With the opening of the Craighead County CSU in northeast Arkansas, the four units authorized by Act 423 of 2017 are now open. The new units were part of the governor’s legislative agenda.
Law enforcement officers in 20 northeast Arkansas counties can bring people to the Craighead County unit, which has 16 beds.
The state’s other three crisis stabilization units are in Washington County, Sebastian County and Pulaski County.
An important provision in Act 423 expands training of police officers in how to distinguish mental health problems, and how to respond. More than 500 officers have gone through crisis intervention training.
This week the Arkansas Criminal Justice Institute is offering a nine-hour class to enhance officers’ understanding of Act 423. The institute keeps officer safety foremost when teaching policies and procedures. Completion of the class can be counted toward a degree.

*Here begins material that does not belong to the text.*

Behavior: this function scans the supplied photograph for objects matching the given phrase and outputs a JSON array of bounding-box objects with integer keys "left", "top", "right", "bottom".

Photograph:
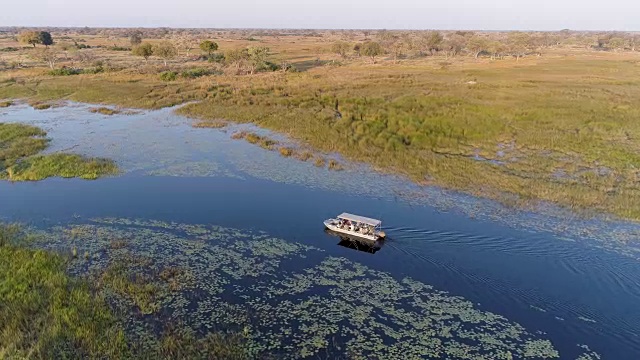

Also, when new recruits are getting certified at the state’s Law Enforcement Training Academy, they take 16 hours of training in mental health crisis intervention.
The four CSU’s will alleviate some of the strain on the finances and staffing of county jails, city lockups and emergency rooms. Another goal is to decrease the number of repeat offenses among people with mental illnesses.
The work of the legislature’s Joint Committee on Public Retirement and Social Security Systems is watched closely by thousands of Arkansas citizens. For example, the committee recently met in Hot Springs and about 300 people attended.
Teachers and public employees wanted to know about the financial health of their retirement systems, and whether there are any plans to change their benefits.
The director of the Teacher Retirement System, the state’s largest with $17 billion in assets, told the audience that the system’s board had no plans to reduce benefits. Its board would wait a few years to assess the impact of past actions that affected benefits.
Last year the Teacher Retirement System paid an average of $23,478 in benefits to 46,824 retirees.
The other major public retirement system is for people who work for the state. The Arkansas Public Employees Retirement System last year paid benefits of about $1,200 a month to 37,389 retirees.
State Revenue Report
In August state government collected $508 million in general revenue, which was $8.4 million more than budget officials had predicted.
The jump in revenue was attributed to higher than expected collections of sales taxes and individual income taxes. Tax rates have not changed, therefore the increase in collections indicates that more people are working and they are purchasing more.